More than that, it continued to grow. As she watched, eyes widening, its tendrils wrapped around her hand and travelled up her arm.

She leapt to her feet, staggering backwards as the plant grew with astonishing speed, spreading from her in all directions, covering the rock on which she stood, circling around the old woman and racing along the river bank, scrambling up the trunks of blackthorn and hazel and willow alike, smothering the trees and the woodland floor, rambling over rocks and patches of bare earth.

Suddenly, it stopped its progress, blooms opening along its many shoots and spurs, the air filling with its fragrance.

Gwen stood, stunned, not daring to move, afraid she might somehow set off some other impossible occurrence.

Mamgi looked up from where she sat, her face questioning. ‘Well, merch, do you yet doubt my words?’

Gwen was too astounded to form a reply. She looked at the beauty of the scene all around her; the beauty that had, somehow, inexplicably but unmistakably, come from herself.

Her smile grew wider and she started to laugh.

As her sadness turned to joy, her disbelief to awe, she laughed more loudly.

And grandmother Williams joined in, her wheezing chuckle adding to Gwen’s tuneful glee, so that soon the enchanted river vale was filled with their sound of their laughter.

For Gwen, what followed were months of wonders.

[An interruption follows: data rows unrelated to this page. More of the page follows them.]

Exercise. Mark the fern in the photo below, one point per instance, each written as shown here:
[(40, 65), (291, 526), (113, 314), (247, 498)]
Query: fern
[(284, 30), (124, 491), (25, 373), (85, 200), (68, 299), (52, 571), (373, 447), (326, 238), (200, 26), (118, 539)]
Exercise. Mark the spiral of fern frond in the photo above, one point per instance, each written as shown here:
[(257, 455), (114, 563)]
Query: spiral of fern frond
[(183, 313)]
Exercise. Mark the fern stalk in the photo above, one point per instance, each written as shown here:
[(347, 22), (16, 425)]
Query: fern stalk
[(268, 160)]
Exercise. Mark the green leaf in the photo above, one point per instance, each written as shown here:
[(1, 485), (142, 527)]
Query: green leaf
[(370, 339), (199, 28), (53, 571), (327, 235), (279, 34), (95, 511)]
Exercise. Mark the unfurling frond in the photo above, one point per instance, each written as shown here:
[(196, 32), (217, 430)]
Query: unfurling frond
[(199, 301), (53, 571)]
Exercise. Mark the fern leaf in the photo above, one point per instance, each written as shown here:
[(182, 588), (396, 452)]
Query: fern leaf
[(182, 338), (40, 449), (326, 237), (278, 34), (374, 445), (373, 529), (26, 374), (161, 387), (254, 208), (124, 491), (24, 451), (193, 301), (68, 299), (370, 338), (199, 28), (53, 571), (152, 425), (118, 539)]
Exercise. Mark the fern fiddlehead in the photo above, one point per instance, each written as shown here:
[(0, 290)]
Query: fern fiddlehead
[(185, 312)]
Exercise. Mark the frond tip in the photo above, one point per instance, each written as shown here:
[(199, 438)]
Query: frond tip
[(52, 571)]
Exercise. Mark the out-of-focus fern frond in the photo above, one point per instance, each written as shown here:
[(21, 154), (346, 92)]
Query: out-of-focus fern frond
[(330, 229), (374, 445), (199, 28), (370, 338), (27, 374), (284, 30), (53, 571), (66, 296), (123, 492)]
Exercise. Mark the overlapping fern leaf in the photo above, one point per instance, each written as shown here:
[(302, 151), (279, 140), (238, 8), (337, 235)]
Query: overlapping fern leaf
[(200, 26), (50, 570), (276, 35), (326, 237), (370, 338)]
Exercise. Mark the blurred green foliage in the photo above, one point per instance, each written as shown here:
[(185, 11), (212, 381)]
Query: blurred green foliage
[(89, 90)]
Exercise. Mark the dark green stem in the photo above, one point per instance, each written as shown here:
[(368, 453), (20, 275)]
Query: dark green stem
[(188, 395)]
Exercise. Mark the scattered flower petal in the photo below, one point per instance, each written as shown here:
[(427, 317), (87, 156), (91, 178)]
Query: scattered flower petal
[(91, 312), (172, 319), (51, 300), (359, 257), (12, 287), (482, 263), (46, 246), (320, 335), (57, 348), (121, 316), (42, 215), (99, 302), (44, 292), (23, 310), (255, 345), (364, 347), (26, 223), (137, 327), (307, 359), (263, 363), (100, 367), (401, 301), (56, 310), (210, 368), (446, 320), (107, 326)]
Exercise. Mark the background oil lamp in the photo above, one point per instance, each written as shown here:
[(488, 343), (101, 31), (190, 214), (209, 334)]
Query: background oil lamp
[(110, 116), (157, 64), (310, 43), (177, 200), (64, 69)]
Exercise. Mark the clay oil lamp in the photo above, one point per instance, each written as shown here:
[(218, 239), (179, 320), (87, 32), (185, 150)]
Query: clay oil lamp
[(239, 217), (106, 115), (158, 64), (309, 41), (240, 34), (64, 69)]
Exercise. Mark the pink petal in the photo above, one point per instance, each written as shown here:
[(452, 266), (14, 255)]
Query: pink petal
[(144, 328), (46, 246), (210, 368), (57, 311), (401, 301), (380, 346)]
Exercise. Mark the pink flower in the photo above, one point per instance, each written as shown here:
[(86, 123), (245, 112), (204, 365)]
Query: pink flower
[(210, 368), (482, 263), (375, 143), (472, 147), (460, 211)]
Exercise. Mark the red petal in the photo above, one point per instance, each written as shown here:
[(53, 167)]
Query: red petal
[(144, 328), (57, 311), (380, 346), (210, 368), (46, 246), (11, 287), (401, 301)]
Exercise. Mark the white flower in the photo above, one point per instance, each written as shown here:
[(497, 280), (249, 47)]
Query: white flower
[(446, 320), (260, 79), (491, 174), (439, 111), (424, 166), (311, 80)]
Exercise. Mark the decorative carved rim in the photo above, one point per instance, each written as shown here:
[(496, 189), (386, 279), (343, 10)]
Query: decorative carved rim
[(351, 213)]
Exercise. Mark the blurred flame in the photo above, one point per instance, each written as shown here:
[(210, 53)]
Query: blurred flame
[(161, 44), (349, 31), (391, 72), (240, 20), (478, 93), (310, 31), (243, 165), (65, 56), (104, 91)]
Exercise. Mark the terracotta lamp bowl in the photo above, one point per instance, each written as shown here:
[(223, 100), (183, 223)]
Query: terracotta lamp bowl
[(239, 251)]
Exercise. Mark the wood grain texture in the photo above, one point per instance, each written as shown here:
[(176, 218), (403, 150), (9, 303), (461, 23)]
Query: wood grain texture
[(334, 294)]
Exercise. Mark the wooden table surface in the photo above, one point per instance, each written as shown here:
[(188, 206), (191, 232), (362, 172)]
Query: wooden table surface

While she and the rest of the villagers continued to improve their settlement, to find ways to keep everyone fed and sheltered, to heal broken bodies and hearts, she also put herself under the tutelage of Mamgi.

Little had she suspected, all the years she had known her, that the grandmother of the village was her secret guardian.

After her own initial resistance to what she had learned that day by the stream, Gwen had surprised herself at how easy it was to accept the truth.

She pestered Mamgi for more details; who was her real mother and why had she given her away?

Why did her parents not tell her they had taken her in?

Who else knew of her heritage? Why did she have this spark of magic inside her?

The old woman was maddeningly slow with her answers.

She struck a deal with her charge that she would reveal a piece of her past in return for each step of advancement the girl made in her training as a new witch.

At first this had infuriated Gwen further.

Surely she had a right to know these answers?

But Mamgi had stuck to her bargain and would not be shaken from it.

Gwen was surprised, and even a little disappointed, to find that she was not to be trained in strange and fantastic magic as she had imagined.

Instead, the old woman bid her practice her skills with knife and bow.

She made her walk and then run the mountains until she was stronger and faster than she had ever been.

She had one of her father’s soldiers train her with a light sword.

She taught her remedies and herbal treatments until her head was full of them.

Gradually, as Gwen began to take on the identity that was truly hers and to grow in magic, she started to ask different questions.

What would be asked of her? How would she fulfil her destiny?

What if she fell short of what was expected of her?

The wise woman remained tight-lipped on these matters too, promising only that all would be shown to her in the right order and at the right time, and that such things could be neither forced nor rushed.